For those who wondered what happened after the story, Every Heart a Doorway presents an answer. The plotline follows a sort of rehab facility where kids who have traveled to other worlds and, for one reason or another, returned back live and try to move on. The story begins with the arrival of Nancy, who had been to an Underworld, and changed by it. She doesn’t know how to navigate this living breathing world where the rules are so different that she can’t cope. So, when she arrives at Eleanor West (who herself was one such Wayward child) she is surprised but wary that there are other people like her out there. Told from a third perspective, it mostly focuses on Nancy, but sometimes it focuses on other characters too.
The book, while short, devotes itself to three aspects – the rules of the world and world-building, the stories some of the kids came from, and finally a series of murders that begin the next day after Nancy’s arrival. A big drawback of the book is its length. 176 pages felt too less of a time to explore the various themes that the books presents. Nancy’s asexuality is a theme that is explored – she explains over and over to her new friends what her asexuality means with respect to dating and relationships.

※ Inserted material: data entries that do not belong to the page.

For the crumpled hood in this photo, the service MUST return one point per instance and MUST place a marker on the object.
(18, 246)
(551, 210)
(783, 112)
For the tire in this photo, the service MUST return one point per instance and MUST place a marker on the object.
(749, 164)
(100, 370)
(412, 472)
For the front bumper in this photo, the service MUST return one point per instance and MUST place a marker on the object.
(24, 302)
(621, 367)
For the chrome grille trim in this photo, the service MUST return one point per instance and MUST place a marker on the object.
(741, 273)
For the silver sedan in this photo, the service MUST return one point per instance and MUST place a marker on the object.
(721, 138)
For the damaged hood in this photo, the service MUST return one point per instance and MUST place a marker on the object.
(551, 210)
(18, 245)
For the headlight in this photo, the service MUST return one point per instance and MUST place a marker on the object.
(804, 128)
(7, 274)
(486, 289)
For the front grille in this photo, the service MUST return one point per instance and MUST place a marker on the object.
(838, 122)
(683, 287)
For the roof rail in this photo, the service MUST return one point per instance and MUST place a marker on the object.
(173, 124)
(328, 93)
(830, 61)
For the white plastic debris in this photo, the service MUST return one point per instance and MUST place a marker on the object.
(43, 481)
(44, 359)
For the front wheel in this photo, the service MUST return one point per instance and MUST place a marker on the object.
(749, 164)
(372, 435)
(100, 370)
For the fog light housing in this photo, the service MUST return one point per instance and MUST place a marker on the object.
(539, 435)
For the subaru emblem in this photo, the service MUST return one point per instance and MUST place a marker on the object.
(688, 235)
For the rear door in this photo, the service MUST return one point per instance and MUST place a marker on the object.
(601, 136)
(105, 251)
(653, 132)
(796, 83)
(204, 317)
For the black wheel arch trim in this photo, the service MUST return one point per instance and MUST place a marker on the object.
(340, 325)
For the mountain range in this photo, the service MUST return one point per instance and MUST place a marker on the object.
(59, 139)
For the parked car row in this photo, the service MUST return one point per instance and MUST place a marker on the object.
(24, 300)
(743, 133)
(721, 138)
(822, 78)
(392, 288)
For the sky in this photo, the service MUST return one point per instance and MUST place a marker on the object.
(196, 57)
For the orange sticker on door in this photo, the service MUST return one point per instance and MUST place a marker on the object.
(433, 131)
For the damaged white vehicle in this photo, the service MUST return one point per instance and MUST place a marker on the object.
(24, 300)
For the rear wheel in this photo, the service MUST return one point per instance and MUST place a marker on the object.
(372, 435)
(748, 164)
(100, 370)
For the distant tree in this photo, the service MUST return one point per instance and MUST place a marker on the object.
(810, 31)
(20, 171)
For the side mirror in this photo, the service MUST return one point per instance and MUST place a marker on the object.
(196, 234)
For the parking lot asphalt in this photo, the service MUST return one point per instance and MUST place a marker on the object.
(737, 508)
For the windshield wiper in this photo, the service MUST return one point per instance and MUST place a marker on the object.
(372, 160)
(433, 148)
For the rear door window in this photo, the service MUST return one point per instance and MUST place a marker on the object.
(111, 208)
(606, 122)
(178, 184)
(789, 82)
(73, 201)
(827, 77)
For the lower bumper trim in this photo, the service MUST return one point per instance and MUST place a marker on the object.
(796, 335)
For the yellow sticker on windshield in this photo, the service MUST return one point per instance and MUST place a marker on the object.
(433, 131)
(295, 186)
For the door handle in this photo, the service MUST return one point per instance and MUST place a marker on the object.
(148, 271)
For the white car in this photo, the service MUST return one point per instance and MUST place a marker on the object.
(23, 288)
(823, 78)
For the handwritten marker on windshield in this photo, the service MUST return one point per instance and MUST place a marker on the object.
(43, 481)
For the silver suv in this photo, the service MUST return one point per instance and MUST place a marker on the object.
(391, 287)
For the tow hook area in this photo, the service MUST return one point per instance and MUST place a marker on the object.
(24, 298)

Kade’s gender identity is also a topic that is juxtaposed against the rules of the world. The writing frequently calls for an understanding of differences, an acceptance of rules in some instances and disregard in some instances. The main theme, though, is having someone or something understand you wholly and the universe bending for you to meet or be in that place.
Actually, what I liked most about the world-building is how it explained the different worlds calling out to specific people, or during specific points in their life. Though the kids are bound by a common thread of now being in a world they don’t belong to, the different worlds they do belong to divides them. There is a classification system in place for the worlds whose doors were open, and a lot of them sound like Wonderland, but some also sound like Fae realms. It is interesting to imagine how the different worlds would have different rules and customs, and the culture shock those kids who had acclimatized to that world feel on coming back. Which brings us to the feelings of loneliness and dissociation that Nancy feels on coming back – she wants to go back, at any cost, just like the others. And THAT drives the story.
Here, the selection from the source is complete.